Strategic Exchange: The third round of Chinese tariffs include flooring - Oct 2018

By Kemp Harr

Right before press time, the news hit that the third round of Chinese tariffs were going into effect starting September 24, and the list of products includes most types of flooring. Initially, the tariff will be 10%, but on January 1 of next year, it rises to 25%.

What’s interesting about this list of $200-billion worth of Chinese imports is that this round included consumer goods, which means it will have an immediate impact on the prices households pay for products they buy on a routine basis.

I hesitated to devote this column to this story since our president has been known to capitulate on issues like this as part of the negotiation process, so all this could change tomorrow. The core mission of any politician is to stay in office, and with midterms around the corner, this is a bold and potentially unpopular decision because of the impact it will have on inflation as well as retaliatory implications for American farmers, who will suffer the most when the Chinese hit back with counter tariffs.

Back in March, the United States Trade Representative (USTR) released the findings of its “exhaustive Section 301 investigation that found China’s acts, policies and practices related to technology transfer, intellectual property and innovation are discriminatory and restrict on U.S. Commerce.” On July 10, a 6,031 product classifications were proposed, and, in spite of a lengthy hearing process in August, only 297 products were removed from the list. No flooring items were removed, despite a differing set of circumstances depending on the product category, which I’ll get to in a moment.

It’s also important to understand the significance of China in the flooring business. According to analyst Santo Torcivia, imports represent half of the flooring that’s consumed in the U.S., and half of those imports come from China-so 25% of the flooring consumed today is made in China.

In July, the USTR published the criteria for keeping a product off the tariff list. First and foremost, is the product available from an alternative source outside of China? Secondly, would additional duties cause severe economic harm to the requestor or other U.S. interests? And lastly, is the product strategically important to the “Made in China 2025” industrial growth strategy?
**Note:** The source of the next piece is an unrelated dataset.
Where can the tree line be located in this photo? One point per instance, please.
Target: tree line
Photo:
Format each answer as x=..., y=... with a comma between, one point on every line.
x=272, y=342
As we consider each flooring category, the one flooring category that, given that criteria, might deserve exclusion is LVT and especially rigid core LVT. Of the $2.7 billion (at wholesale value) of LVT that will be consumed in America this year, only 25% is made domestically. And when you consider rigid core LVT-which represents more than half of the total LVT consumed-most of it is made in China. So, today there is not enough capacity outside of China to satisfy U.S. demand.

10% VERSUS 25%
At the onset, the initial tariff of 10% will not be as significant as the 25% rate that has been promised for the first of next year. In fact, some say the 10% rate will hardly make a difference because the Chinese Yuan has already been devalued by nearly 10% since the March/April time frame when the currency was impacted by the threat of a tariff. But a 25% tariff, especially over an extended time frame, will be more significant.

To survive, companies that produce in China will be forced to move to alternative Asian countries, and domestic brands will have a greater incentive to invest in U.S. production.
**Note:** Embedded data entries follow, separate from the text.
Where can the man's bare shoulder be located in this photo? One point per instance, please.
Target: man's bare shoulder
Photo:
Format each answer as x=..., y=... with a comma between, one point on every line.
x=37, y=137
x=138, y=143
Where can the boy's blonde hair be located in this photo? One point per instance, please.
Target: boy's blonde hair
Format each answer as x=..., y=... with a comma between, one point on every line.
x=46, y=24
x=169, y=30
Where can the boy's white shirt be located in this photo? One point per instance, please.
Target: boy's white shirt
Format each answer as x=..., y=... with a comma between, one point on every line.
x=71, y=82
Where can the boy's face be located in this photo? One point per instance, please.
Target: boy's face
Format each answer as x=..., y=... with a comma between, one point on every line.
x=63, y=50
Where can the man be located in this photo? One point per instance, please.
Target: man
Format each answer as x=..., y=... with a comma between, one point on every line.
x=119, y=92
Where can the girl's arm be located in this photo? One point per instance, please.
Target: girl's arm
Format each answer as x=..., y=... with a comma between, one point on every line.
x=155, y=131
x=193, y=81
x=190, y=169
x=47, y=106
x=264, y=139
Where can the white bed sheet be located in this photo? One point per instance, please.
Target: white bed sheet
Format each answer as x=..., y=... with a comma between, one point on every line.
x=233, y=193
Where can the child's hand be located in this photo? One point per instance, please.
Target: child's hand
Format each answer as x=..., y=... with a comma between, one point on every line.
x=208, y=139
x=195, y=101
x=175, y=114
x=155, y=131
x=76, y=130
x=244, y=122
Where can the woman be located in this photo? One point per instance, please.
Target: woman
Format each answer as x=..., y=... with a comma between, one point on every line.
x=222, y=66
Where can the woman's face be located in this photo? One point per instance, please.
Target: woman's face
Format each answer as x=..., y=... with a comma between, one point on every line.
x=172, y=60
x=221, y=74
One might have thought that the percentage levied would vary depending on the availability of alternative sources, coupled with the role Chinese suppliers have played in the global market. Porcelain tile, for example, has ample manufacturing capacity around the world, and China’s role in the tile industry, according to USTR hearing testimony by Eric Astrachan, executive director of the Tile Council of North America, fits within the predatory criteria of the Section 301 initiative. More of a copycat than an innovator. So a 25% tariff might be warranted.

With LVT, on the other hand, the tariff should arguably be lower and may not even be justified because of the lack of global capacity and, more importantly, because of the role the Chinese have played as an innovator. Both types of rigid LVT were initially developed in Chinese factories.

Most historians can attest to the fact that tariffs cause prices to rise-not only because the product is being taxed by the importing country, but also because domestic suppliers see it as an opportunity to increase their prices as well. Just a week before the tariffs were announced, one of the flooring industry’s largest suppliers sent out a customer letter announcing a price increase equal to the amount of the tariff, effective on the same day as the tariffs are enacted. This is going to be interesting to watch.